MAYWOOD, Ill. -- Beeping and buzzing sounds are coming from one very special room at the Ronald McDonald Children's Hospital at Loyola University Medical Center's campus.
Instead of medical equipment, though, a radio control room occupies one side of the room. On the other side, remote-controlled cars, Super Nintendo, an Easy Bake Oven and other prizes are piled atop a narrow table. Scattered here and there are microphone stands, CDs and notebooks scribbled with tidbits for live broadcast. Two teenagers and a young patient or two cram inside the studio.

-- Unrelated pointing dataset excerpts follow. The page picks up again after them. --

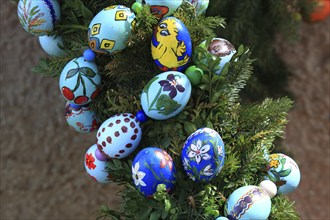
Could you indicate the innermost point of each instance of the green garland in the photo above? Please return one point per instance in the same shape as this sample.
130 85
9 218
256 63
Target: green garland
215 103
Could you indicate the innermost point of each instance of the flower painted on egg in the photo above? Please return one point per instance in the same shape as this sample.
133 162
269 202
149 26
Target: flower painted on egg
90 161
172 85
138 175
198 151
165 159
274 163
207 171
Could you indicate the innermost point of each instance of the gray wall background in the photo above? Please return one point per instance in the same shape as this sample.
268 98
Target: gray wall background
42 173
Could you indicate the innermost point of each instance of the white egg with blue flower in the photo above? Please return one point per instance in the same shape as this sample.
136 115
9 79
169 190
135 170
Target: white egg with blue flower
153 166
284 172
166 95
81 118
79 81
200 6
203 155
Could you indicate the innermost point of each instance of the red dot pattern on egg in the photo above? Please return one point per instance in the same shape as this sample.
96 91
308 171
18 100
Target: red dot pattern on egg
121 129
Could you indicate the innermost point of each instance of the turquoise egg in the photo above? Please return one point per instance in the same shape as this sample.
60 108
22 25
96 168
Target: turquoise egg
81 118
249 203
203 155
284 172
38 17
222 48
51 45
79 81
110 29
171 47
96 165
153 166
162 8
166 95
200 6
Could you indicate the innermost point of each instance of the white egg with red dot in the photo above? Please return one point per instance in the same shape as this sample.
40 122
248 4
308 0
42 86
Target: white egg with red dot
119 135
95 167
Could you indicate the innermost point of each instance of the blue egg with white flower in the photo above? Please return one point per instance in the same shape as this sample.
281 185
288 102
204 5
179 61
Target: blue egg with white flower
249 203
203 155
153 166
166 95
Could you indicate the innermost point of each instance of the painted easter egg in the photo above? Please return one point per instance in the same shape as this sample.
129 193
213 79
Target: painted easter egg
119 135
203 155
79 81
171 47
166 95
200 6
284 172
248 202
153 166
162 8
81 118
38 17
51 45
221 48
95 165
110 29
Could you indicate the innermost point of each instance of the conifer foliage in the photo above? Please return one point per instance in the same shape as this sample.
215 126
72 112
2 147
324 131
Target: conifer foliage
248 131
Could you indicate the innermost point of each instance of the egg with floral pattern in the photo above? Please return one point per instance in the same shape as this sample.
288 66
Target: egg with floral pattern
162 8
95 165
119 135
166 95
171 46
284 172
81 118
38 17
200 6
249 202
153 166
79 81
203 155
222 48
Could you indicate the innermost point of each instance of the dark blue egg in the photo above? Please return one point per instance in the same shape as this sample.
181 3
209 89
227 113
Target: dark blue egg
203 155
153 166
171 47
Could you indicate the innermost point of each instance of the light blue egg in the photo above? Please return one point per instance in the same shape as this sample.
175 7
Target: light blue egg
81 118
249 203
79 81
51 45
166 95
171 47
222 48
38 17
119 135
153 166
110 29
200 6
162 8
284 172
96 168
203 155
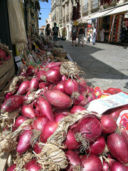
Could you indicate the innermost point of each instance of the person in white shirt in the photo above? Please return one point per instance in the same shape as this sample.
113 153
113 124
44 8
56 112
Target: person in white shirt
94 36
102 35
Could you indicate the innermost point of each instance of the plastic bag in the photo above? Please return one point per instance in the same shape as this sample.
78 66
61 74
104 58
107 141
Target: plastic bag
16 22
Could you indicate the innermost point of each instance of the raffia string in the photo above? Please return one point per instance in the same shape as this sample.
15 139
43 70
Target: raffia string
8 140
14 82
52 157
70 69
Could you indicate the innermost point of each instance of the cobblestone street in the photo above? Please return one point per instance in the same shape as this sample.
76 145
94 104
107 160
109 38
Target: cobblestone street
105 65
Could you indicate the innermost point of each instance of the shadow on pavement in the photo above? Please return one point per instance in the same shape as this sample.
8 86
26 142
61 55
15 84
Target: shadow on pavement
92 67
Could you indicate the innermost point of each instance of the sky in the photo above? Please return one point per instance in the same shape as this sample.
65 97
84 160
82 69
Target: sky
45 10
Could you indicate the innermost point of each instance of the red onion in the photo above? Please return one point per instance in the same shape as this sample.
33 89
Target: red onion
108 124
11 104
45 108
32 166
74 159
98 146
58 99
70 86
24 141
105 166
89 127
48 130
59 117
92 163
34 84
53 64
118 147
116 166
23 88
71 142
37 149
12 167
28 111
64 78
42 85
60 86
82 84
77 109
41 75
9 94
19 121
39 123
124 133
52 76
112 90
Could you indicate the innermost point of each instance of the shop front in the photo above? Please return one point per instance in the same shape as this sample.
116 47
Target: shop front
113 27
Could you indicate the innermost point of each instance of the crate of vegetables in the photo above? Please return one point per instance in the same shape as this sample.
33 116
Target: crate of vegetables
46 127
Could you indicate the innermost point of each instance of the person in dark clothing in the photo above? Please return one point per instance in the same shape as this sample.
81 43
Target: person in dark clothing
81 35
48 31
55 31
74 35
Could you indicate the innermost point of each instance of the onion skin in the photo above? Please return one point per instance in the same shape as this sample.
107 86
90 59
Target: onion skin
39 123
24 141
53 64
58 99
2 54
23 88
118 147
73 158
34 84
37 149
60 86
12 103
32 166
48 130
52 76
45 108
92 163
41 75
116 166
98 146
19 121
12 167
28 111
42 85
70 86
89 128
71 142
108 124
105 166
77 109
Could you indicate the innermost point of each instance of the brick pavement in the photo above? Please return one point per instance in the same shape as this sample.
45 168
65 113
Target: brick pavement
105 65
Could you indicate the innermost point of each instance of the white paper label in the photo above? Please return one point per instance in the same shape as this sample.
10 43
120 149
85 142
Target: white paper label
102 105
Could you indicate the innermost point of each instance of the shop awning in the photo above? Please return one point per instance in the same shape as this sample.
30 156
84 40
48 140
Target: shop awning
100 14
111 11
119 9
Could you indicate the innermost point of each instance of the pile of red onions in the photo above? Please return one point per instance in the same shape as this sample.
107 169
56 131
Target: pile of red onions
103 148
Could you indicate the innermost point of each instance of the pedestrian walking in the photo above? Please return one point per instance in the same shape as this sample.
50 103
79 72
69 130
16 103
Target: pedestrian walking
102 31
94 35
55 32
81 35
48 31
74 35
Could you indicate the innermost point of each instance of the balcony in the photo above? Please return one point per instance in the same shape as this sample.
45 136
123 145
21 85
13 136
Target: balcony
95 6
85 9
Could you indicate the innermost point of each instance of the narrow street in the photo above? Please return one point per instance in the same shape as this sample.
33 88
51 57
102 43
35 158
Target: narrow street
104 65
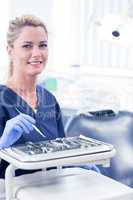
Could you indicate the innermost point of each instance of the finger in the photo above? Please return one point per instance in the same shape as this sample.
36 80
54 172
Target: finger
26 123
24 128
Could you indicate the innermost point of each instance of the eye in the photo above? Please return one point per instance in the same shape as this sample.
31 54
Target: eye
43 45
27 46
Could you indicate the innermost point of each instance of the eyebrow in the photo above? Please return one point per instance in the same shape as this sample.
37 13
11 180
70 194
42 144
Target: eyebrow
29 42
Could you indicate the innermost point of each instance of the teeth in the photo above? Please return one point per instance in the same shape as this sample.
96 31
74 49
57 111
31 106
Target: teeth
35 62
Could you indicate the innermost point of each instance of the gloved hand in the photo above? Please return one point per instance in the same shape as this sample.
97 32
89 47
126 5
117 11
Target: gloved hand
14 129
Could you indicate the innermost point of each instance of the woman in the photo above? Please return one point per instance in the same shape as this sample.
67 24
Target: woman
23 103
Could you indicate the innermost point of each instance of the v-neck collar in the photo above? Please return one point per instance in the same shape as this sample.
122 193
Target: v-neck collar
18 102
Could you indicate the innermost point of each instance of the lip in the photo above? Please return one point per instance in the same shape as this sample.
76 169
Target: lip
35 62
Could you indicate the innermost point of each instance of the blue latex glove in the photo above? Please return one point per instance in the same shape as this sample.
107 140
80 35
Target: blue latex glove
14 128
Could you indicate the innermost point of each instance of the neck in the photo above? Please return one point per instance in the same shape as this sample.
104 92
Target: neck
22 84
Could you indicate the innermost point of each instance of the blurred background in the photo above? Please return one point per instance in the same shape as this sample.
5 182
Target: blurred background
89 67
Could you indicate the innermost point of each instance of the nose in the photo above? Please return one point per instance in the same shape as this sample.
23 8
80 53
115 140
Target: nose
36 51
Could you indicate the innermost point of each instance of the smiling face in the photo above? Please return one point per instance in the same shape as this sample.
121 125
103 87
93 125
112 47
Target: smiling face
29 53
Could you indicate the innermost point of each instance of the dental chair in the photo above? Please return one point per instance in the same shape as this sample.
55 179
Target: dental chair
111 127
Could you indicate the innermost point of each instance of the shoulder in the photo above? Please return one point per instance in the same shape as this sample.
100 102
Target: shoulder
44 93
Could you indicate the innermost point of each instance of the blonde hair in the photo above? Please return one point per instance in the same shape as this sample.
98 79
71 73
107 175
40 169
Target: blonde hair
15 27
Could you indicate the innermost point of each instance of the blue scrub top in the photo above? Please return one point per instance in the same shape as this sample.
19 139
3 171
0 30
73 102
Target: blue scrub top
48 117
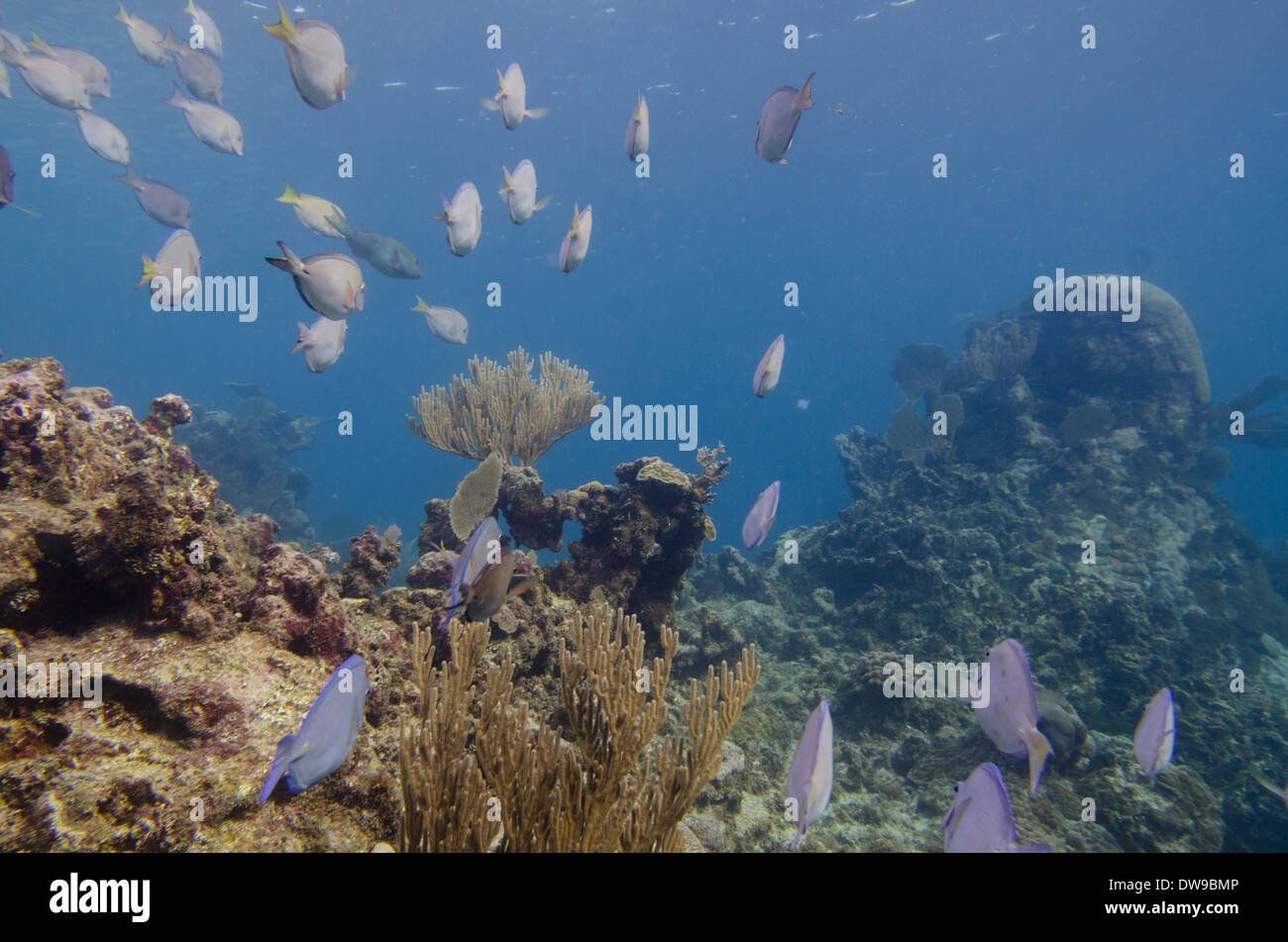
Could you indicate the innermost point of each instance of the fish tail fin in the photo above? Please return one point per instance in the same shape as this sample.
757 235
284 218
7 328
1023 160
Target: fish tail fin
150 271
804 100
304 338
176 97
1039 751
283 29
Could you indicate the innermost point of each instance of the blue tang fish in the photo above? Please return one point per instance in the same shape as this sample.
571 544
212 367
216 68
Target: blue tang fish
1155 734
980 820
327 734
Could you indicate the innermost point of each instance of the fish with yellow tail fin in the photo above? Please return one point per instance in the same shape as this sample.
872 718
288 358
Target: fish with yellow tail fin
314 54
1010 715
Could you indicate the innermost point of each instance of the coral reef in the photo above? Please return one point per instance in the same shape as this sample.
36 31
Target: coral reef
246 450
503 409
601 794
1095 439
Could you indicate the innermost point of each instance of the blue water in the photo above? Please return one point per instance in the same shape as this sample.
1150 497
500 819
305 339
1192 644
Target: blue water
1107 159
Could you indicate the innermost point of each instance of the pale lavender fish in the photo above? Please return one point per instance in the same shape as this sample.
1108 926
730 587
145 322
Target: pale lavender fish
756 527
1012 714
778 120
810 779
980 820
1155 734
765 379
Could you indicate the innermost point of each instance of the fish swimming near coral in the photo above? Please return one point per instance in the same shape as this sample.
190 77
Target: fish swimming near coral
778 120
165 205
809 784
769 368
98 82
7 184
576 244
327 734
445 323
759 521
1155 734
384 253
464 218
636 130
511 98
484 576
322 343
314 54
1010 718
330 283
520 192
982 818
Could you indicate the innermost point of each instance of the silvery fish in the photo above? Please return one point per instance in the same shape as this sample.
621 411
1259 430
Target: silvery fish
165 205
445 323
316 56
576 244
769 368
636 132
1012 714
327 734
210 39
756 527
313 211
103 137
520 192
322 343
778 120
145 37
50 78
982 820
178 262
7 184
211 125
1155 732
464 218
511 98
330 283
88 67
200 73
809 784
386 254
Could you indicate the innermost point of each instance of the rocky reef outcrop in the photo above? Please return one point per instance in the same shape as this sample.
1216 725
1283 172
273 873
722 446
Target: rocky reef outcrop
246 450
1082 534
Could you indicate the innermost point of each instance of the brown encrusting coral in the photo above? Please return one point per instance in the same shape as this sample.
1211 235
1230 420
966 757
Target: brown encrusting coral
522 787
503 409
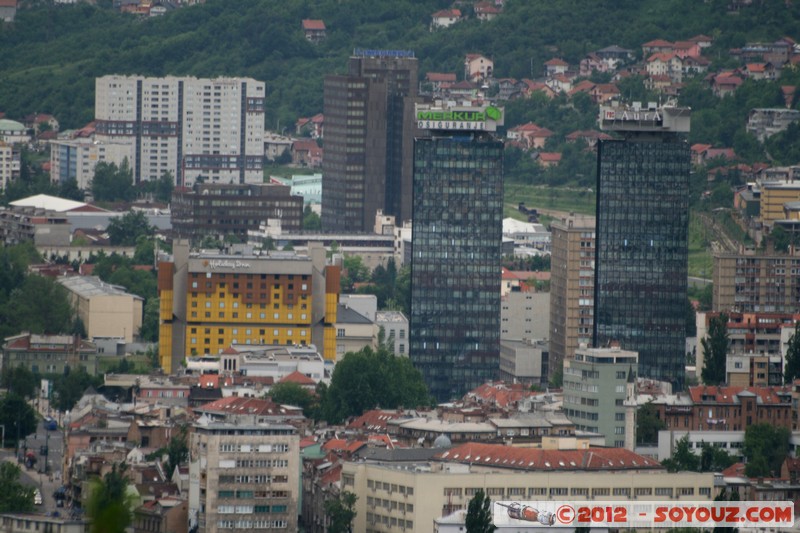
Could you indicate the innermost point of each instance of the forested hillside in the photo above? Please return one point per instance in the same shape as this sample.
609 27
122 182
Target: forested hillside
50 55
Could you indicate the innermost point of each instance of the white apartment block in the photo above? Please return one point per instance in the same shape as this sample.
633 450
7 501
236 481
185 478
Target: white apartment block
77 158
9 165
243 477
209 128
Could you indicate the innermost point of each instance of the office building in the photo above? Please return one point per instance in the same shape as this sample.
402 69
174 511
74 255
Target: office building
49 354
106 310
757 282
641 263
409 498
369 140
595 389
457 238
209 129
210 301
243 476
224 210
571 286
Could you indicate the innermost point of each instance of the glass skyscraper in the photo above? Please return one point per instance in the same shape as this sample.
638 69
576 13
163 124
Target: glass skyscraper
455 269
642 238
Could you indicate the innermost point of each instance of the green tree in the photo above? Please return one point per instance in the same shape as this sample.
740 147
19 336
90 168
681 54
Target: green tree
109 505
715 350
369 379
19 380
311 220
341 512
126 230
479 514
765 447
648 424
792 370
177 449
149 330
69 388
682 459
14 496
289 393
17 416
112 182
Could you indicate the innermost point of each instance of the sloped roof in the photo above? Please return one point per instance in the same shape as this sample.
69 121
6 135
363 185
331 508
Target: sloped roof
534 459
312 24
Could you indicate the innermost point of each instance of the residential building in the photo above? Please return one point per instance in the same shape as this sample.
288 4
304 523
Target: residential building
314 30
23 523
369 140
524 314
756 282
354 331
726 408
764 123
223 210
9 165
163 515
210 301
106 310
13 132
392 498
524 361
455 267
641 268
595 381
77 158
572 262
395 330
243 476
188 127
49 354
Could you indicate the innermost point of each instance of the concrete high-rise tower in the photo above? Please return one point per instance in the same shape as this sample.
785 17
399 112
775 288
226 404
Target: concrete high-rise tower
369 135
457 237
642 237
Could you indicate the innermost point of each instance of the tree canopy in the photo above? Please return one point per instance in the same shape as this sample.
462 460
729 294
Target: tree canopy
14 496
370 379
479 514
715 350
765 447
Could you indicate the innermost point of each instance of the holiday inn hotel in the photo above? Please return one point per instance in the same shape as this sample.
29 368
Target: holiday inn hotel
211 301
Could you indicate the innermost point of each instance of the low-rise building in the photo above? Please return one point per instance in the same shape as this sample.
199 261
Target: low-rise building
49 354
106 310
412 496
243 476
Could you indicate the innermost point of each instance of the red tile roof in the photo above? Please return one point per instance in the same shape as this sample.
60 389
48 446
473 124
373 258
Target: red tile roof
311 24
341 445
374 420
535 459
297 377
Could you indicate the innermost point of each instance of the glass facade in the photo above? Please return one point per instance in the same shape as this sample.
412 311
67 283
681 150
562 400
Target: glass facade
455 268
642 252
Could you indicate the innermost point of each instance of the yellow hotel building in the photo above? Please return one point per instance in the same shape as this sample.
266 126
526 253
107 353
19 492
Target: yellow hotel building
210 301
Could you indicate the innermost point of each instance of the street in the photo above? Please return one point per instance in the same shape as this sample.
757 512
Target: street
46 482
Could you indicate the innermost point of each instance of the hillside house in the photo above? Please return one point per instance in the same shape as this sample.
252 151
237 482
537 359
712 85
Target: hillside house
314 30
445 18
486 11
478 68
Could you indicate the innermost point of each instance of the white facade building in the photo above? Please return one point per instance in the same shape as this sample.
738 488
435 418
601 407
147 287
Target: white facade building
187 126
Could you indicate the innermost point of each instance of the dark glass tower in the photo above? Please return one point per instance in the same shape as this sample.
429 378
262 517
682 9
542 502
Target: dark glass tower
455 268
369 140
642 238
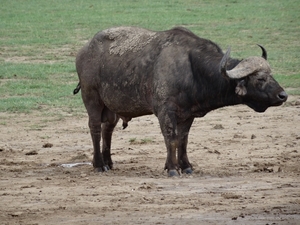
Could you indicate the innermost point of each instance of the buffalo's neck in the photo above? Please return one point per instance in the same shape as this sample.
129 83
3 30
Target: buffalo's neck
214 94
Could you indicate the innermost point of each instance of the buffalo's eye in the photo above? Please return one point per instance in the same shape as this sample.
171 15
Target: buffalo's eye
261 79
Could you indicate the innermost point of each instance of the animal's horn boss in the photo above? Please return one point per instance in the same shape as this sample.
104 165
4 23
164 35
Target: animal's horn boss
264 54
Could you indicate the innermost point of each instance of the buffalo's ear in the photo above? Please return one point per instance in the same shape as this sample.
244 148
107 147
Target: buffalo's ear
240 88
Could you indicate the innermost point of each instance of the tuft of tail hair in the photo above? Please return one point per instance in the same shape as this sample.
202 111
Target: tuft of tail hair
77 89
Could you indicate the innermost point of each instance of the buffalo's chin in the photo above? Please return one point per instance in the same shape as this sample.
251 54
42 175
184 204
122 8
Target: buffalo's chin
258 108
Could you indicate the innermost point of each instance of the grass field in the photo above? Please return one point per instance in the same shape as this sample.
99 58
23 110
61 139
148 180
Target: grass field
39 40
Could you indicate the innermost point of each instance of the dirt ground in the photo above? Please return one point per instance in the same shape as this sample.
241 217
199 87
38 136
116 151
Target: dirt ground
247 171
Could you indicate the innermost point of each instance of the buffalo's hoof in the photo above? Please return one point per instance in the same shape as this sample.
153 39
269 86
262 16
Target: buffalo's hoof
187 170
102 169
173 173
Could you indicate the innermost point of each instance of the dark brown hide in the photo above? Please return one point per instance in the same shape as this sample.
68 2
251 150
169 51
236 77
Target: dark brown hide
126 72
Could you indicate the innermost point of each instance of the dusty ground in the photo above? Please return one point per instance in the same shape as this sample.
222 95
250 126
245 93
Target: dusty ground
247 171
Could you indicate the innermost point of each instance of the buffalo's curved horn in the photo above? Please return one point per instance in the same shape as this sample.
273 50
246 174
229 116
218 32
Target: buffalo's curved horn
223 63
248 66
264 54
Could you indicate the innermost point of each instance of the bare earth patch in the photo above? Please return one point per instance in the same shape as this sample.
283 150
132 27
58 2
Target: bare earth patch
247 171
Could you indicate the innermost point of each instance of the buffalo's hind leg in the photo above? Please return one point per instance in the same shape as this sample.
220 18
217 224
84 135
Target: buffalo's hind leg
110 121
94 107
183 132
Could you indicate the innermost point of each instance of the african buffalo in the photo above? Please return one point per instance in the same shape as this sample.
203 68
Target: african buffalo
126 72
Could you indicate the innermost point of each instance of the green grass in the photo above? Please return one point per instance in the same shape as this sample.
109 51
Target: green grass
39 40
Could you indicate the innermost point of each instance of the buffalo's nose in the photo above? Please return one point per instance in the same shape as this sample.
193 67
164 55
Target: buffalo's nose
283 96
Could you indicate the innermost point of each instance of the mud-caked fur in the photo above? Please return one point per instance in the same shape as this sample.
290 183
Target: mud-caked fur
127 72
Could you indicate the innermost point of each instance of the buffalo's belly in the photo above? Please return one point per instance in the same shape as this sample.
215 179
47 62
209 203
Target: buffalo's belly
126 101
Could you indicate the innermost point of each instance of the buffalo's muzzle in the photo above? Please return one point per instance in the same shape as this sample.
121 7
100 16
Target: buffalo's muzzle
282 96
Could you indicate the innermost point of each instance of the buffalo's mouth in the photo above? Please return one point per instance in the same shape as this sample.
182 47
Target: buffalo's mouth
262 106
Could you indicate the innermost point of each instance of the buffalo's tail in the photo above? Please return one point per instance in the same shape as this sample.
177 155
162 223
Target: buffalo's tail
77 89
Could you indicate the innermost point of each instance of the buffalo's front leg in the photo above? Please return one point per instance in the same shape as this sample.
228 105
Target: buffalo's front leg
98 161
183 132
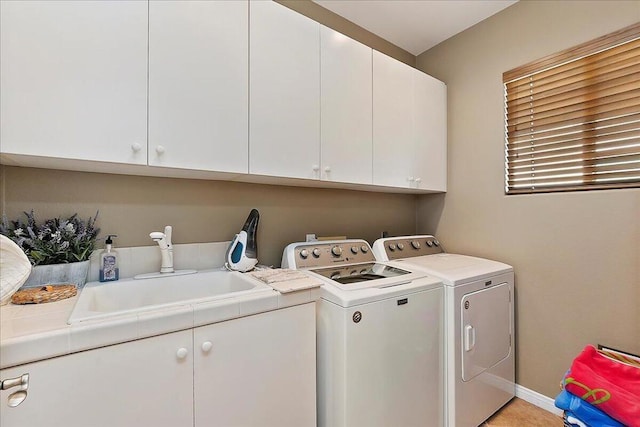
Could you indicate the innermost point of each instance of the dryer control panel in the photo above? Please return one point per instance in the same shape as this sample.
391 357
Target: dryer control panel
390 248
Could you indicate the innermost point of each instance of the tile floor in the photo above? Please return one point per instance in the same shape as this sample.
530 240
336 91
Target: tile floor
519 413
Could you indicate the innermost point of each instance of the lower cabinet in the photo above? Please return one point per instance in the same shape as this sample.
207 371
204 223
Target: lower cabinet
141 383
252 371
257 370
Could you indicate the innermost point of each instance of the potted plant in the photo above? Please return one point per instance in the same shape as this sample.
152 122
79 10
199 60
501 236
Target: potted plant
58 248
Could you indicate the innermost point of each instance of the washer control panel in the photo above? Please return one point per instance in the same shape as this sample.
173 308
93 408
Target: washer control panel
328 253
407 247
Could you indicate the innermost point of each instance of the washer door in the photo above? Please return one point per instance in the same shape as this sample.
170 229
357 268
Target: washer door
486 329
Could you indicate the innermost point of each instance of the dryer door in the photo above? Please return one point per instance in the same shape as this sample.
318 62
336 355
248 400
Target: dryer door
486 329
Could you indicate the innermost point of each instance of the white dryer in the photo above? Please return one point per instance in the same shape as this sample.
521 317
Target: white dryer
479 324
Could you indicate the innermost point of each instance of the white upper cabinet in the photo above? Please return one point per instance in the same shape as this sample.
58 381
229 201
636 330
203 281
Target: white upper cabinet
346 109
74 79
409 127
284 105
430 123
393 134
198 85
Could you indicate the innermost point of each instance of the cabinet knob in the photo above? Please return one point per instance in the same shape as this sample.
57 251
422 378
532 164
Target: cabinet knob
182 353
207 346
18 396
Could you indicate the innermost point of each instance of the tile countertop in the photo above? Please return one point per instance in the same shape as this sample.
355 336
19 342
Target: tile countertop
35 332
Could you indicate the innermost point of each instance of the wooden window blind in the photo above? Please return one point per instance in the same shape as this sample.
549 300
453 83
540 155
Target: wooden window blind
573 118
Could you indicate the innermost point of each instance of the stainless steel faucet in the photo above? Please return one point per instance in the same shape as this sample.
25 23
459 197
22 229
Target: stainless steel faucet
166 248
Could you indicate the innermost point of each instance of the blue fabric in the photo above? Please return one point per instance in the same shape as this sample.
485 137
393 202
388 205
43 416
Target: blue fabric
584 411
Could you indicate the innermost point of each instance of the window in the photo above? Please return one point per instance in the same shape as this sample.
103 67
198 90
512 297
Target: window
573 118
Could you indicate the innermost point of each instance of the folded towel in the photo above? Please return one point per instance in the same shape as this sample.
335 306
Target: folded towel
571 421
284 280
584 411
611 386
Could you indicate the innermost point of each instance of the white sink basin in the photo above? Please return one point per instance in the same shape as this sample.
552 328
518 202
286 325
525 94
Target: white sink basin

Here, in room 4315, it's high school students -- not nurses or doctors -- who tend to the patients' needs. They get them to move to the beat, laugh, or at least smile.
"It's fun," said Laroy Washington, 10, during a recent live broadcast. "It's a nice place for everybody to come and enjoy themselves."
When given a thumbs-up sign from student DJ Ryan McGuire, Laroy grabbed the microphone and introduced himself, as well as favorite songs by Outkast, Ja Rule and Michael Jackson.
A Maywood resident whose sickle cell anemia had landed him in the hospital, Laroy spent more than an hour resting in his wheelchair in the studio, leaving for dinnertime, but only after he signed off.
Music as therapy
The live broadcast is Radio ECHO -- Every Child Has Opportunities. Top students from Lyons Township High School's award-winning radio station play DJ on ECHO from 4 p.m. to 8 p.m. on Mondays and Wednesdays. Heard throughout the children's hospital, Radio ECHO aims to give the young patients something to focus on other than illness or pain.
It is a form of music therapy that is about "escaping the beeps and buzzers, the monitors and shots," said Kate Price, a Lyons Township senior who serves as the program director.
"The real therapy lies in the fact that kids can interact with kids their own age," Price said. "I've stayed overnight in a hospital. It's boring, lonely and scary. We're playing music for the kids and for their families who are also sick of being in the hospital. Music can move people. It's really just air hitting your eardrum, yet it can alter how a person feels."
DJ Nick Rutkowski agreed, saying, "The music seems to help them a little when they hear their own voice, request their own song."
Hospital staff have noticed a change in kids' outlooks since Radio ECHO began in September after a summer pilot.
"They brighten up," said Cindi LaPorte, nurse manager of the children's hospital. "Radio ECHO is another diversion or distraction ... just one more modality to have kids not think about their illness."
While hospital staff and volunteers provide numerous programs, from art to magic shows, Radio ECHO is different, LaPorte said. "A lot of kids don't even know what radio is."
From their own rooms, patients and their families can dial their phones to request songs, give answers to trivia contests, and even win prizes.